Agents of Chaos, a two-part documentary directed by Emmy and Academy Award winner Alex Gibney (Going Clear: Scientology and the Prison of Belief, The Inventor: Out for Blood in Silicon Valley) will debut Wednesday, September 23 (9:00-11:00 p.m. ET/PT), with part two airing the following evening at the same time, ahead of the November elections.
The film is a product of years of reporting on Russian interference in the 2016 election. With never-before-seen footage inside the Russian troll farms, and videos unearthed from the Russian deep web, the film digs deep into the sophisticated plans to undermine democracy, raising the alarm for the American public, but also proving that these “agents of chaos” weren’t Russians alone.
There were also key players in the United States who, through venality, corruption or circumstance, furthered Putin’s goals, with a vulnerable and unsuspecting American public as their target.

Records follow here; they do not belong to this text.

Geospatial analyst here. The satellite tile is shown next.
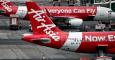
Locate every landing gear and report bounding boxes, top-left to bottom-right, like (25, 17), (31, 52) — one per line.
(96, 46), (112, 60)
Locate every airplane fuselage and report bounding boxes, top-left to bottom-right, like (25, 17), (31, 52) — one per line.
(23, 32), (115, 54)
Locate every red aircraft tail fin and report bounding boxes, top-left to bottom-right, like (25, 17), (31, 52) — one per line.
(45, 8), (52, 17)
(0, 0), (15, 13)
(26, 1), (61, 35)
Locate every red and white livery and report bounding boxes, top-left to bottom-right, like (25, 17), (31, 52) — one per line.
(22, 2), (115, 54)
(0, 0), (115, 26)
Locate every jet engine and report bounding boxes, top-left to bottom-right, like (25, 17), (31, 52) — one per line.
(68, 18), (83, 26)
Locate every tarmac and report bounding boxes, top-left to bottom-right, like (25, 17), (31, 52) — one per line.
(0, 0), (115, 60)
(0, 16), (95, 60)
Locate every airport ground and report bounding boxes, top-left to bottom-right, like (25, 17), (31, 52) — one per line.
(0, 16), (115, 60)
(0, 0), (115, 60)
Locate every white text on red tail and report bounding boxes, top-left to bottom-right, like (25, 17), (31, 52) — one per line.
(28, 9), (60, 41)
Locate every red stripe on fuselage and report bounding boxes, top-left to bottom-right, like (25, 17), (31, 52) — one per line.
(77, 32), (115, 53)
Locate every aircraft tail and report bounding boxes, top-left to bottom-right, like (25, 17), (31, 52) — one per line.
(26, 1), (61, 36)
(0, 0), (15, 13)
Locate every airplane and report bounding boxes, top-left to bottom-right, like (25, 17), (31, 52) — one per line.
(0, 0), (115, 26)
(22, 1), (115, 57)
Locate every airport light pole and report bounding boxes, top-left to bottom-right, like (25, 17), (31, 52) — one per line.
(109, 0), (112, 9)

Featuring subjects who have never before gone on-the-record, as well as those who have now agreed to speak at length, Agents of Chaos includes interviews with lead prosecutor for the Mueller Investigation Andrew Weissmann; former FBI Deputy Director Andrew McCabe; former CIA Director John Brennan; Trump campaign advisor Carter Page; Trump business associate Felix Sater; and Margarita Simonyan, Editor-In-Chief of Russian State News Agency.
Also featured are NSC Senior Director Celeste Wallander, who believes the anti-Clinton hacking operation — led by the GRU, Russia’s Military Intelligence — was approved by Putin himself; and cyber conflict researcher Camille François, who explains how the IRA, Russia’s online influence agency, intended to weaken democratic institutions in the U.S. and create chaos by exploiting existing divisions, using Facebook, Twitter, Reddit and Instagram.
By puncturing conspiracy theories from all sides of the political spectrum, the film offers a much more nuanced interpretation of what happened in 2016. There wasn’t one conspiracy to interfere illegally in the election — there were many — and the confusion and secrecy surrounding all of the many actors and events has made it difficult to discern the truth.
Agents of Chaos features the following ground-breaking accounts, many of which have been confirmed by the recent bipartisan report released by the Senate Intelligence Committee on August 18, 2020:
An in-depth cinematic account of Paul Manafort’s secret communications with Russia during the campaign from the man who brought him down – Robert Mueller’s lead prosecutor, Andrew Weissmann. Manafort’s actions were, in the words of the recent Senate report, “a grave counterintelligence threat [that] created opportunities for the Russian intelligence to exert influence over… the Trump Campaign.”
Revealing insight into how the FBI’s Crossfire Hurricane investigation into Trump campaign officials really started – not as a partisan scheme to attack Trump, but rather as a reaction to reports that the Trump campaign knew about Russian hacking of the Democrats at a time when only the FBI was aware that the hacks had occurred. As former acting director of the FBI Andrew McCabe recounts, the irony of the “witch hunt” narrative is that “there’s no organization in DC that had more of an impact on helping Donald Trump get elected than the FBI.”
The revelation that the FBI investigation did not start with the Russian military hack of the Democratic organizations in March 2016, but that the FBI had been watching the attackers hack people around the globe since December 2014.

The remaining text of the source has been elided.